PseudAunt deftly stacked the boxes of cookies and moved to set them on our table. She then turned and headed to the gallery to a man she recognized as a representative of the bank from which the lady embezzled. "I'll donate these to your bank," she announced, "since your bank actually paid for the hundreds of dollars of cookies Ms. S. purchased over the years. it's only a token reimbursement, but it's better than nothing. " she handed him the 28 boxes of cookies. Bewildered, he, handed some of them to those sitting on either side of him.

She went on to talk about how charitable giving is virtuous and is what we should be doing, but A) not with someone else's money and B) not for the purpose of avoiding punishment for a crime.  she pointed at me and said, "Alexis, my assistant, purchased nearly a hundred dollars worth of Girl Scout Cookies. Does that give her the freedom to park in a handicapped only space without paying a fine, or to be in possession of a controlled substance? No, of course it does not! I'm sorry Alexis, but if you do either of those things, you're on your own."

She went on to discuss the Twinkie defense, which happened sometime around 1980 when a man who shot the mayor of San Francisco and a county supervisor, then blamed the crimes on having eaten too many Twinkies and making his blood sugar excessively high. He was acquitted largely on that defense. She told the jury that it wasn't a perfect analogy because the defense attorney had not blamed the defendant's crime on blood sugar issues from eating the Girl Scout cookies -- yet, anyway. He still had his opportunity for a statement, and it might very well be a mitigating circumstance in his repertoire.

She said, though, that it was a legitimate analogy in the ludicrosity of both excuses. She talked about how recommending  light sentences for a serious crime based on purchases from charitable fundraisers would be, in essence, sending a message to all future criminals that all they need do before committing a crime would be to generously buy Campfire Girl mints, Cub Scout popcorn, or Girl Scout cookies. She told the jury they would essentially be giving a "Get Out of jail Free" card to up-and-coming criminals across the nation. she reached into her pocket and pulled out a Monopoly game "Get Out of jail Free" card, held it up, then passed it to juror number one, instructing him to pass it down to the others. She waited patiently while they each took the "Get Out of Jail Free" card. "I'll need the card back, " she told the jurors. "We occasionally play the game at home."

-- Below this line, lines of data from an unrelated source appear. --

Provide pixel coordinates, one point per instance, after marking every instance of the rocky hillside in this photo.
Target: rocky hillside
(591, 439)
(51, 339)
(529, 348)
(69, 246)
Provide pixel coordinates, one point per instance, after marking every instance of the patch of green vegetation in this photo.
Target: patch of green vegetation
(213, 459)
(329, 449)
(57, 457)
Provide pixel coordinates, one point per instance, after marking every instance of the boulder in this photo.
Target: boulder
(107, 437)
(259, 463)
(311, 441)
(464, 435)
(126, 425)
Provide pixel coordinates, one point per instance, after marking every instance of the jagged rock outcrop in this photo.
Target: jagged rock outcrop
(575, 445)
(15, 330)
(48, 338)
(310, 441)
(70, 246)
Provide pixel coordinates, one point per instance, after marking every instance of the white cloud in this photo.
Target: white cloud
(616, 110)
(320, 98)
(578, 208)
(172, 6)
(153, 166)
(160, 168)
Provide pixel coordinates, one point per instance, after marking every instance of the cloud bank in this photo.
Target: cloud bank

She told the jurors that she would have liked to send the Girl Scout Cookies into the deliberating room with them but !) that would be considered jury tampering, and 2) she didn't expect that they would have to deliberate for long enough to make it through a single box.

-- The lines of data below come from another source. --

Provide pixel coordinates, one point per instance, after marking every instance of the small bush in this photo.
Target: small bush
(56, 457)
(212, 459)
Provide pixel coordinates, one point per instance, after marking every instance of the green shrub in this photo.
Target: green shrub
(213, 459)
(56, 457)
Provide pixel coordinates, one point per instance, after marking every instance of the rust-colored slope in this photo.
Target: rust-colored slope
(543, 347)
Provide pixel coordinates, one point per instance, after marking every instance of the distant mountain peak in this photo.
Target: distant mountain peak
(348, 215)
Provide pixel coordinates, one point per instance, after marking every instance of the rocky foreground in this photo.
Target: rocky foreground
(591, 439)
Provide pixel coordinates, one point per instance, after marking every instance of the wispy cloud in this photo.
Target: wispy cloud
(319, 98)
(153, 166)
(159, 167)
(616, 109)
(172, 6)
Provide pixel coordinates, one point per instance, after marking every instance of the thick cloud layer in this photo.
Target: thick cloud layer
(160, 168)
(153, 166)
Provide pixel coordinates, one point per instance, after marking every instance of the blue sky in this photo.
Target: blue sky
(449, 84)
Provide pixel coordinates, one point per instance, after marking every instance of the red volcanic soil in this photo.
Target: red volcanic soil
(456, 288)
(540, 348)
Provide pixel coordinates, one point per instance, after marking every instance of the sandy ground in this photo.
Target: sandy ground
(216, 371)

She concluded as eloquently as always. The judge gave his instructions and sent the panel off to deliberate. they were back in fifteen minutes with a decision, which was to recommend the maximum penalty of seven years plus restitution and punitive damages. The judge concurred and it was over.

PseudoAunt's husband reimbursed me the $100 I spent on the cookies, so I didn't have to raid the ATM on the way to the boat.

Hotel rooms should be ready. We're now a party of six, and everyone's a happy camper. For the record and in case my dad reads this, girls are in adjoining rooms, and the guys are in two other rooms that do not connect with ours. that doesn't necessarily guarantee anything, but we at least went through the motions of being pure and chaste.